Wednesday, 19 February 2014

ROCK ME, AMADEUS

'Don Giovanni', the opera with everything: glamour, power, tragedy, ghosts, not to mention a deliciously meaty sexual predator, irresistible to all women and the architect of his own doom. Which of course, being a man, he refuses to accept. Mozart must have been about thirty years old when he wrote this. His handle on the complexities of male-female attraction - the woman will see it as 'falling in love', the man as just another conquest - is as good as it gets, and as relevant today as when he came up with it in the late 1700s. When he died in 1791, Mozart was only thirty five. Makes you think.

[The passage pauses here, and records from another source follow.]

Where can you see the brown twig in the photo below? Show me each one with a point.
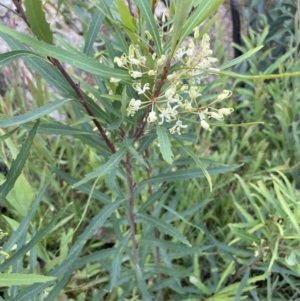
(82, 100)
(128, 167)
(130, 7)
(140, 130)
(20, 11)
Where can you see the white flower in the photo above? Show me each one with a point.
(135, 74)
(161, 60)
(134, 106)
(205, 125)
(148, 34)
(118, 61)
(191, 48)
(225, 111)
(216, 115)
(152, 72)
(173, 76)
(180, 53)
(225, 94)
(194, 92)
(202, 114)
(114, 80)
(152, 116)
(168, 114)
(134, 61)
(187, 106)
(184, 88)
(175, 98)
(196, 32)
(170, 92)
(177, 127)
(137, 87)
(193, 280)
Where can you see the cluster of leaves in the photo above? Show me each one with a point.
(186, 243)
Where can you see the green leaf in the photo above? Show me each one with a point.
(96, 223)
(240, 58)
(117, 262)
(33, 114)
(8, 57)
(37, 20)
(128, 143)
(43, 68)
(61, 129)
(5, 136)
(128, 21)
(146, 12)
(164, 142)
(21, 205)
(112, 163)
(197, 160)
(22, 279)
(204, 10)
(182, 175)
(97, 195)
(80, 61)
(18, 164)
(13, 239)
(164, 227)
(182, 8)
(35, 239)
(93, 30)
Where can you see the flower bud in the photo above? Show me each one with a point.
(225, 111)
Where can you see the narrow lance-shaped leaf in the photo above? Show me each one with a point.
(182, 8)
(22, 279)
(163, 227)
(8, 57)
(146, 12)
(112, 163)
(33, 114)
(5, 136)
(128, 21)
(164, 142)
(37, 20)
(77, 60)
(13, 239)
(18, 164)
(197, 160)
(129, 146)
(93, 30)
(34, 240)
(182, 175)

The Royal Opera's/Kasper Holten's latest, in-your-face, innovative production of this piece crammed with hits has not charmed all critics, but what does? I'm just your average music-lover, and I adored it. As did Andrew 'Plebgate' Mitchell, who was sitting directly in front of us, street-chic in his pale blue gingham shirt. The irony of his attendance at perhaps this most extreme of all 'morality plays' was not lost. Great comedy and high tragedy, give me more.

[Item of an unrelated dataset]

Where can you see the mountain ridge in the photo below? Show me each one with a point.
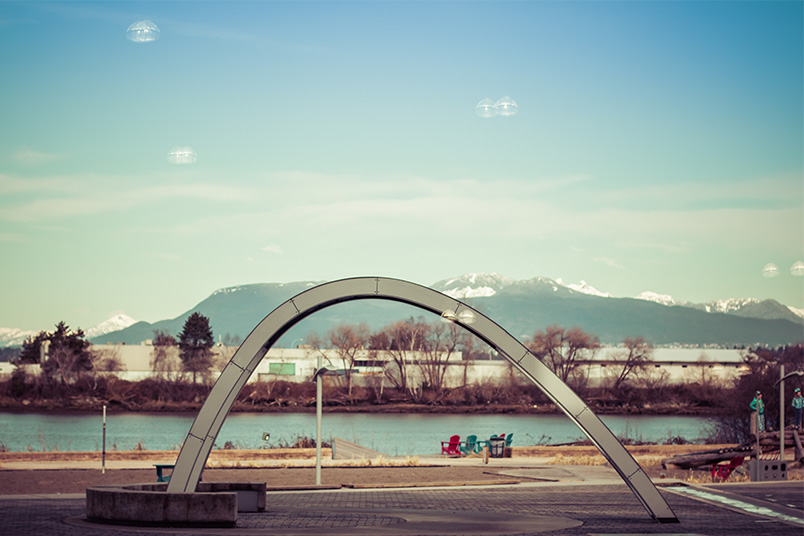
(520, 306)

Bravo Brazilian tenor Atalla Ayan, who stepped into the shoes of an ailing Antonio Poli only yesterday morning to sing, splendidly, the role of Don Ottavio. He was a triumph. This lesser Don is a sap compared to the louche sex god portrayed beguilingly by forty one year-old Polish baritone Mariusz Kwiecien. Giovanni gets the girls, but Ottavio gets one of the greatest arias ever composed for the tenor voice: 'Il Mio Tesoro'. There's a God, all right.

Talking of Whom. French author Gustave Flaubert ('Madame Bovary') described 'Don Giovanni', together with 'Hamlet' and the sea, as 'the three finest things God ever made.' 

Covent Garden goes mad for it. Unrepentant Giovanni goes to hell. But then, we all do.